Imagine you’re analyzing customer support calls to understand why some agents consistently de-escalate tough situations or receive higher satisfaction scores.

At a glance, a language model might:

  • Extract direct quotes tied to turning points in the conversation
  • Summarize those quotes to highlight emotional shifts or key decisions
  • Score sentiment for both the agent and the customer, picking up on cues like confidence, empathy, frustration, or receptiveness

All useful, but if you’re going to trust these insights, let alone coach your team based on them—you need a structure that reinforces trust.


A Pattern That Builds Trust

Here’s a repeatable pattern that blends AI with verification, human judgment, and feedback loops:

  1. Constrain the model’s inputs using Retrieval-Augmented Generation (RAG). This limits the model’s response to the actual transcript, not general knowledge, not vibes.
  2. Prompt the model to extract quotes and summarize only from those quotes. Don’t let it get creative.
  3. Validate the quotes using a tool like grep, cat, or fuzzy matching to confirm that what the model pulled actually appears in the source.
  4. Run sentiment scoring on both the quotes and the summary, for both the agent and the customer.
  5. Compare those scores. If a quote sounds confident but the summary reads as uncertain, that mismatch might signal model drift. Internal consistency is a proxy for trust.
  6. Keep a human-in-the-loop during pilots. Experts review and confirm before you move to scale. No exceptions.
  7. Use validated insights for feedback loops. Highlight what language or tone consistently works, and turn that into coaching signals your team can act on.

From Compliance to Clarity

This pattern doesn’t just reduce hallucinations, it creates clarity.

Quotes give you precision. Summaries give you patterns.

By layering both, you gain the ability to cluster by communication style or emotional tone, even when the words themselves vary.

And when you give teams insights they can see, feel, and trust—they learn faster.

Not because the AI is magic, but because the system is designed to support truth, not just output.
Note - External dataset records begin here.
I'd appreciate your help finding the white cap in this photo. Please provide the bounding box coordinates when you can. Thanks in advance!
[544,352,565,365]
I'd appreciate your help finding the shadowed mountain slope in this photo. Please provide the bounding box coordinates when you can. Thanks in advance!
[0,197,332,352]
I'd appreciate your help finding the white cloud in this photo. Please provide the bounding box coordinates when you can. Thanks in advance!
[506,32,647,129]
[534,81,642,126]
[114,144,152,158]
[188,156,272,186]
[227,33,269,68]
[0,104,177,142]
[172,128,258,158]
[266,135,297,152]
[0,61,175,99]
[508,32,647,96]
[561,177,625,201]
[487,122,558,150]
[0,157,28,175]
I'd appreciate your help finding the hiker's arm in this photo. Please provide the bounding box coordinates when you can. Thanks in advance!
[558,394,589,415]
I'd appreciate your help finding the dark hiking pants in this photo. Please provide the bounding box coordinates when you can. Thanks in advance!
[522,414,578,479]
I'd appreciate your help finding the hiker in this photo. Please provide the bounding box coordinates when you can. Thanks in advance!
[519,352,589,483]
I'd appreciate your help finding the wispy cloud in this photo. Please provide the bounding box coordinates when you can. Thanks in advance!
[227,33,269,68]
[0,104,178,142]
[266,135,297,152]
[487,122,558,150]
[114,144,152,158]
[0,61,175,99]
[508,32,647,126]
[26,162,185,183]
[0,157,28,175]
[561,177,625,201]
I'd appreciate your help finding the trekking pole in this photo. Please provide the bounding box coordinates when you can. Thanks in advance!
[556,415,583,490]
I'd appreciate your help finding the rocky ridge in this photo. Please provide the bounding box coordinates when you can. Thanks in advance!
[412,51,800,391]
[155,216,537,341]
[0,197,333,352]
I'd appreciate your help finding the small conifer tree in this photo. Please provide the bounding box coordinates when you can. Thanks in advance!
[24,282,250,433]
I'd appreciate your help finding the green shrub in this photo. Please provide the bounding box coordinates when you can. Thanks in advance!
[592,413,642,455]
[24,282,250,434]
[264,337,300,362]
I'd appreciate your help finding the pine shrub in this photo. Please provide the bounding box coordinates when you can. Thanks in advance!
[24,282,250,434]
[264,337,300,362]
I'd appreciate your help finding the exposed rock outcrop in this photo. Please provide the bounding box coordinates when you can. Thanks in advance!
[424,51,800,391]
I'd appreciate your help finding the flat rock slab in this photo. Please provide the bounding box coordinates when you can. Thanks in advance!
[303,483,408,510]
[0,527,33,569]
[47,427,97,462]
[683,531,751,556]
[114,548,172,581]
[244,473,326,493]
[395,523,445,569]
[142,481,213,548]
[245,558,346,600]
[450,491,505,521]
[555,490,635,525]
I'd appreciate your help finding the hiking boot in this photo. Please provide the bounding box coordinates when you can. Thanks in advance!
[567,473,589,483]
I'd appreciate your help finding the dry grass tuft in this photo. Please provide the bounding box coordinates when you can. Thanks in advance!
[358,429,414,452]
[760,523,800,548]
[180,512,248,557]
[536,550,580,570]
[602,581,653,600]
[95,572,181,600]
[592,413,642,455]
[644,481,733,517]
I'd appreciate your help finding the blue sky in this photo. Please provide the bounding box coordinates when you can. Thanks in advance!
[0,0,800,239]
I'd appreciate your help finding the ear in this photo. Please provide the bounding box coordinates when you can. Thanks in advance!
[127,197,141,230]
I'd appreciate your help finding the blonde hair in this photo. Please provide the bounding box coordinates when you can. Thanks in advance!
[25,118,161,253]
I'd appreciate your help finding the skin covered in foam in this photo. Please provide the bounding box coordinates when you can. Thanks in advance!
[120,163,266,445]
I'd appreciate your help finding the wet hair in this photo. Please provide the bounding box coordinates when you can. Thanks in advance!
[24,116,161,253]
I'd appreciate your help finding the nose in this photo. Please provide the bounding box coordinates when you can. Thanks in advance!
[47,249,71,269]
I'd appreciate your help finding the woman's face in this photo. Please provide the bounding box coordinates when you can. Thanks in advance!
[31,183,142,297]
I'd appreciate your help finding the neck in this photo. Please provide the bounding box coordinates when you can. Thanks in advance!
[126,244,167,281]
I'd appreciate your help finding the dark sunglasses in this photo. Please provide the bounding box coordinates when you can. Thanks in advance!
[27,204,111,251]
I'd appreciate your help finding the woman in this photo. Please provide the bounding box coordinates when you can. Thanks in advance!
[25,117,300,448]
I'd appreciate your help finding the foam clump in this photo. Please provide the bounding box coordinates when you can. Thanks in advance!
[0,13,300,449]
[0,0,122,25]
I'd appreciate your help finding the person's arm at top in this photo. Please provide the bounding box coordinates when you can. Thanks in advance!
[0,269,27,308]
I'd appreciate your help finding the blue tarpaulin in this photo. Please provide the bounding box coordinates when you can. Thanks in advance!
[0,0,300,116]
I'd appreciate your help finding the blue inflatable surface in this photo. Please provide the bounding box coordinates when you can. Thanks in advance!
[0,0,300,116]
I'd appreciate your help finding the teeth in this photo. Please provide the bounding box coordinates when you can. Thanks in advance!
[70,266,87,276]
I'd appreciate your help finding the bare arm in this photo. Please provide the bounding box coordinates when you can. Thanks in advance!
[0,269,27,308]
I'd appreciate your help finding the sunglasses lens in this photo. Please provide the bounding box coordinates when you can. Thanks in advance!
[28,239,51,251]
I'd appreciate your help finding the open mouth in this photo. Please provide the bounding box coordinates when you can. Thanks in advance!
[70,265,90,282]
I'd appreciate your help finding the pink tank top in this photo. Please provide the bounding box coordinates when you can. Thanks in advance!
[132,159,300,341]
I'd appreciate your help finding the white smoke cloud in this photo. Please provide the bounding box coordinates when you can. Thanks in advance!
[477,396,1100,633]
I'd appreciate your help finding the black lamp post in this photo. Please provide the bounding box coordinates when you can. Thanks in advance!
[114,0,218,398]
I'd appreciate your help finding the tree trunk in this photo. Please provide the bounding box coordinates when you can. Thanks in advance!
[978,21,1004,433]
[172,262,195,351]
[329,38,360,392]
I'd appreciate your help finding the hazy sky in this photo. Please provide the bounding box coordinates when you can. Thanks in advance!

Why This Matters to Connected Engineering

At its core, this is a Connected Engineering problem.

You’re aligning people, tools, and processes to build confidence in complexity.

You’re turning messy, emotionally loaded conversations into structured feedback.

This is what it looks like when you apply:

  • Connected Understanding — Include people in the loop, especially early.
  • Realness — Show your work. Don’t let models summarize behind a curtain.
  • Creative Tension — Trust systems that surface mismatches. That’s where learning lives.

The question isn’t just “How do we prevent hallucinations?”

It’s “How do we create systems where truth becomes teachable?”